PCIに事業を再委託していたのは、PCIのグループ会社「遺棄化学兵器処理機構」(港区)。PCIと同様、「パシフィックコンサルタンツグループ」の構成企業です。同機構は〇四年度から三年間、処理事業総合管理業務など八件、約二百三十億円を随意契約で受注。このうち三件二百十六億円分の業務をPCIを含む共同企業体に再委託。そのなかで二十五億円の差額を得ていました。
一方、PCIは、ODA事業での不正経理が発覚し、〇六年三月までの間に外務省、国際協力機構(JICA)などから計十八カ月間の指名停止処分をうけています。このためPCIは同じグループ会社の同処理機構の下請けに入る形で事業を継続していました。
処理事業は総額一千億円をこえるという大規模事業。〇四年度以降の処理事業八件は、すべて同機構が受注していますが、いずれも随意契約で、予定価格が設定されておらず、PCIに有利な内容となっています。
吉井議員は、「だれが見ても問題企業との間の異常な契約。

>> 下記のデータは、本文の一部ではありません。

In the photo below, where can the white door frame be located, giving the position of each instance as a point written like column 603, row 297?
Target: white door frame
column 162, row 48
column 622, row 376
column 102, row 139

国の責任は明確であり徹底的に解明すべきだ。戦後処理をめぐっての不正があれば国際的な信頼を失う事態だ」と指摘しました。
PCIをめぐっては、同機構から委託された二億円の事業を、さらに別のグループ会社、PPM(パシフィックプログラムマネジメント)に再委託。このなかで一億数千万円を流用した疑いがもたれています。
岸田文雄内閣府特命担当大臣は「特定の民間企業に依存していることが不信の原因。よく調査し、必要なら執行体制も見直す」と答弁しました。